Kesempurnaan sujud yang sunah lainnya adalah meletakkan anggota badan dalam posisi yang penuh dengan ketundukan. Yaitu, dia dekatkan perut dengan paha, paha dengan betis, dijauhkan tangan dari lambung, dan tidak meletakkannya di lantai (yaitu dengan diangkat). Sehingga setiap anggota badan tersebut dapat merealisasikan ‘ubudiyyah sesuai dengan porsinya masing-masing.

Oleh karena itu, ketika setan melihat manusia bersujud kepada Allah Ta’ala, dia pun menyingkir dan menangis, sambil berkata,

يَا وَيْلَهُ وَفِي رِوَايَةِ أَبِي كُرَيْبٍ يَا وَيْلِي أُمِرَ ابْنُ آدَمَ بِالسُّجُودِ فَسَجَدَ فَلَهُ الْجَنَّةُ وَأُمِرْتُ بِالسُّجُودِ فَأَبَيْتُ فَلِي النَّارُ

Celakalah aku, manusia disuruh bersujud, maka mereka pun bersujud sehingga mendapatkan surga. Sedangkan aku disuruh bersujud, lalu aku enggan, sehingga aku pun mendapatkan neraka.” (HR. Muslim no. 81)

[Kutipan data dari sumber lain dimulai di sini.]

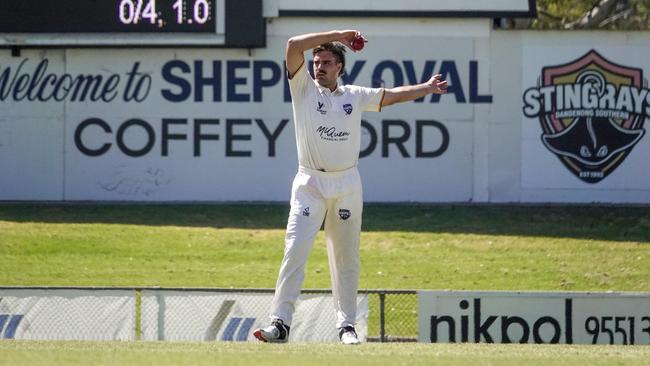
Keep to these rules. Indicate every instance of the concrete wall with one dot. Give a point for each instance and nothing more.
(132, 135)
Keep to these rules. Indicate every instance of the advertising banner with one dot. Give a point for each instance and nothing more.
(209, 316)
(526, 317)
(584, 115)
(208, 124)
(67, 314)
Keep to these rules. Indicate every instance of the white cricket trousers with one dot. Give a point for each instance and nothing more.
(336, 198)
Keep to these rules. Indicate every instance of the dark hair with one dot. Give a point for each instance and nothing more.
(338, 50)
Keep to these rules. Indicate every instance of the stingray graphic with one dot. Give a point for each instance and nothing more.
(592, 141)
(595, 142)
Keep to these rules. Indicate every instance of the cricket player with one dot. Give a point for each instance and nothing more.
(327, 187)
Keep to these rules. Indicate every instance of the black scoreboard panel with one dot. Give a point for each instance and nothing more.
(107, 16)
(126, 23)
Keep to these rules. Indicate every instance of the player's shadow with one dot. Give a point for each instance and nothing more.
(616, 223)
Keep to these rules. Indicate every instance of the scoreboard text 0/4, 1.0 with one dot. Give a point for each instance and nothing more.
(111, 16)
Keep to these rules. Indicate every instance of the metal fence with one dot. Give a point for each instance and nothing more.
(188, 314)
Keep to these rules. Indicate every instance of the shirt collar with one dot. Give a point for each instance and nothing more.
(324, 90)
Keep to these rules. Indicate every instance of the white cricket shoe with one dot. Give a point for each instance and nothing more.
(277, 332)
(348, 335)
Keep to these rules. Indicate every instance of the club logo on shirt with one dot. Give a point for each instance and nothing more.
(332, 134)
(320, 108)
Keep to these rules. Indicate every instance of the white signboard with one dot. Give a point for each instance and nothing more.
(207, 125)
(210, 316)
(67, 314)
(517, 317)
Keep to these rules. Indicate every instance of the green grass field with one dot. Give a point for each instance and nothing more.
(575, 248)
(419, 247)
(40, 353)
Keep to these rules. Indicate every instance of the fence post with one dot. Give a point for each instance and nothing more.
(382, 319)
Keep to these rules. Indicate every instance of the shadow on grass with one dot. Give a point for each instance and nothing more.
(586, 222)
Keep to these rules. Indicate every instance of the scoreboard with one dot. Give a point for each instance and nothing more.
(123, 22)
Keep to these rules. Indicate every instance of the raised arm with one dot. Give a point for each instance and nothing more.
(412, 92)
(297, 45)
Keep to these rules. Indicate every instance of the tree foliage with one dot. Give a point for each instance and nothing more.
(589, 14)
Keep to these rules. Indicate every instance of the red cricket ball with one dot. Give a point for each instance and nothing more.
(358, 43)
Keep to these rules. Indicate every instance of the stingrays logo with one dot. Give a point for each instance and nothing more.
(591, 112)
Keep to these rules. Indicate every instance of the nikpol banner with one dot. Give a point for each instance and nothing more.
(534, 317)
(67, 314)
(207, 124)
(169, 315)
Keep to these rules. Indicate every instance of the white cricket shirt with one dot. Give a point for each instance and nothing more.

Allah Ta’ala memuji orang-orang yang tersungkur bersujud kepada-Nya ketika mendengar kalam-Nya. Dan Allah mencela orang yang tidak bersujud ketika mendengar kalam-Nya. Oleh karena itu, pendapat yang menyatakan wajibnya sujud ketika itu lebih kuat dari sisi pendalilan. Demikian pula, ketika tukang sihir Fir’aun mengetahui benarnya Musa ‘alaihis salam dan kedustaan Fir’aun, mereka pun tersungkur bersujud kepada Allah Ta’ala. Sehingga sujud mereka menjadi pembuka keselamatan dan kebahagiaan, dan menjadi sebab ampunan perbuatan sihir yang mereka lakukan sebelumnya.

Allah Ta’ala pun mengabarkan sujudnya seluruh makhluk kepada-Nya. Allah Ta’ala berfirman,

وَلِلّهِ يَسْجُدُ مَا فِي السَّمَاوَاتِ وَمَا فِي الأَرْضِ مِن دَآبَّةٍ وَالْمَلآئِكَةُ وَهُمْ لاَ يَسْتَكْبِرُونَ يَخَافُونَ رَبَّهُم مِّن فَوْقِهِمْ وَيَفْعَلُونَ مَا يُؤْمَرُونَ

Dan kepada Allah sajalah bersujud segala apa yang berada di langit dan semua makhluk yang melata di bumi dan (juga) para malaikat, sedang mereka (malaikat) tidak menyombongkan diri. Mereka takut kepada Tuhan mereka yang di atas mereka dan melaksanakan apa yang diperintahkan (kepada mereka).” (QS. An-Nahl: 49-50)

Dalam ayat tersebut, Allah Ta’ala mengabarkan tentang keimanan mereka bahwa Allah adalah Zat yang Mahatinggi, juga Allah kabarkan ketundukan mereka dengan bersujud kepada-Nya dengan penuh pengagungan dan pemuliaan.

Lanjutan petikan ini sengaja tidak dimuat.